Oh, my God...
I squealed in ecstasy as I watched the first five or ten minutes of King's Ransom. Do you remember the first time you watched the first tracking shot of The Godfather or the opening chord and title scroll of Star Wars? It is mesmerizing to watch the object of pure beauty that comes from when a group of people -- director, writers, actors, musicians -- join together in the goal of making something perfect and then actually succeed. De Palma's savage gang meeting scene in The Untouchables, with David Mamet's classic baseball monologue and De Niro's cocky but menacing delivery. The chemistry between Shaw, Scheider, and Dreyfuss, as they sit around the table on the boat, captured so realistically by Spielberg. These and so many more of the greatest moments in cinematic history, almost a living symbiosis of talent aimed at putting on celluloid what nobody else has ever seen. And then, in 2005, directors and writers and actors and so on and so on got together and set out to make one of the worst movies the world had ever seen.
That has to be what happened, because it's the only way anyone could have made a movie this goddam bad.

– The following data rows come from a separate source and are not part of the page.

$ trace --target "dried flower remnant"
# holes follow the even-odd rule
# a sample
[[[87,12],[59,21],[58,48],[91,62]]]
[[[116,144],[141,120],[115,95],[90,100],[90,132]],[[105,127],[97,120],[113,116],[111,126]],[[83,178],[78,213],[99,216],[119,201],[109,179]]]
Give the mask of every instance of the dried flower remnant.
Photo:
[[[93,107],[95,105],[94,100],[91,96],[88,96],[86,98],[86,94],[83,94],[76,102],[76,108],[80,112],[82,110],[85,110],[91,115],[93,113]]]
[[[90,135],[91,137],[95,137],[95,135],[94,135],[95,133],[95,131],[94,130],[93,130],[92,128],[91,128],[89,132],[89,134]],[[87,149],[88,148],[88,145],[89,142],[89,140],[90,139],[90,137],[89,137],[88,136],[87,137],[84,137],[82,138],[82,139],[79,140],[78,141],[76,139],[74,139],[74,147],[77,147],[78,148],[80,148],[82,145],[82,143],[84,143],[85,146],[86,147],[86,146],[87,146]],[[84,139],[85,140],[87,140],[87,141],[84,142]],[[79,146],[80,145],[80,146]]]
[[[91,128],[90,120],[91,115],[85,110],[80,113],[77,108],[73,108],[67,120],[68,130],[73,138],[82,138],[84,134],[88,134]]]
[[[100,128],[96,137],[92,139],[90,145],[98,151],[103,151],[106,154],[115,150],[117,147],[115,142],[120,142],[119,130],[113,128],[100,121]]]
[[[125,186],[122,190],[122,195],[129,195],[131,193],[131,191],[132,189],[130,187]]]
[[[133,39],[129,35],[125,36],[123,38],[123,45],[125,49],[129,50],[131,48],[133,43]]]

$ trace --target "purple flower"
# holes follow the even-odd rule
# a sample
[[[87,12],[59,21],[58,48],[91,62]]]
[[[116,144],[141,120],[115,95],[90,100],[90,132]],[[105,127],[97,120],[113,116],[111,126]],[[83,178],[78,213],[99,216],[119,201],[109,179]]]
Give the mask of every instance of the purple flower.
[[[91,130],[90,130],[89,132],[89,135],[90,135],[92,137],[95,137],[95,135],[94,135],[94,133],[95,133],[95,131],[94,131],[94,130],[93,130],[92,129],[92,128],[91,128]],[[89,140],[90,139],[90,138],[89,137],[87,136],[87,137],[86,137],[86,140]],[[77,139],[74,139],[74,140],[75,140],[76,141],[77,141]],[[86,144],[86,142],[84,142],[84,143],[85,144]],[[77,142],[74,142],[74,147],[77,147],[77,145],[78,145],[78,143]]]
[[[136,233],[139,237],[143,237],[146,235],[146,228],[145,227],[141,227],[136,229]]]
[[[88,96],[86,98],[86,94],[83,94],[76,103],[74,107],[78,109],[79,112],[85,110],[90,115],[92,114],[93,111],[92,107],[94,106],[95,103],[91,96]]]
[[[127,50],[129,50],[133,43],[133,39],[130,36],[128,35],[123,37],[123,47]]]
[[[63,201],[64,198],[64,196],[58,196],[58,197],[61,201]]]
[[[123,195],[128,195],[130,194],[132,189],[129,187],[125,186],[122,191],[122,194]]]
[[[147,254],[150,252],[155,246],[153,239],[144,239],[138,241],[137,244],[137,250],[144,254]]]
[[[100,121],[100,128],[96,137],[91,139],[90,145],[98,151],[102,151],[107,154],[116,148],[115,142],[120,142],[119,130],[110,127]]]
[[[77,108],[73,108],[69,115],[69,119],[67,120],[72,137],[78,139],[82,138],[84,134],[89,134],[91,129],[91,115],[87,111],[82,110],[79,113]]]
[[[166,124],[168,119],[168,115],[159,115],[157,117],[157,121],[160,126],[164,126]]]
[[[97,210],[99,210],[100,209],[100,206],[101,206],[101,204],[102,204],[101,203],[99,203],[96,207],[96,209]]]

No matter that Jeffrey Byrd only directed music videos and a couple of independent movies before tackling this project. No matter that Wayne Conley wrote for Keenan and Kel and Nick Cannon before turning his pen to this. No matter that Anthony Anderson has been in mostly bad movies or that Jay Mohr's film and TV career was never what you may have thought after Jerry Maguire or that Charlie Murphy somehow got an acting job. No matter any of this, because the mite that lives in the turd that was thrown at a slack-jawed petting zoo patron by a bored, malnourished monkey could see that everything was wrong with everything that was happening around King's Ransom.
The acting is so poorly timed that it looks like everyone was shown their line for two seconds upside-down and in Pig Latin and then asked to recite it back. The lines themselves are so poorly written that I almost paused the movie to look for more depth of narrative in Goodnight, Moon. The sound effects -- yes, sound effects -- that they play to emphasize what is supposed to pass for a joke -- and they are not funny, no matter how often Anderson fake laughs after his own delivery -- are so ubiquitous that I thought one of the sound editors had let their two-year-old loose because they just didn't care about what they are doing. Nothing in this movie works; towards being a good movie, that is. I could tell within the first five minutes that I was in for something epic. Sometimes, it's just that obvious. So many of these bad movies have been purely boring that it is a relief to see something so excruciatingly and offensively, well, bad.
It is in our nature to look for meaning in things that we don't understand. Lightning turns into a weapon hurled from Mount Olympus. Rainbows turn into a promise from God. A movie that does not work in any way on any level is rationalized as an attempt to satirize Hollywood by striving for perfect imperfection. Or maybe none of them gave a s***. Either way, I salute them. I enjoyed the destruction of all of their careers thoroughly.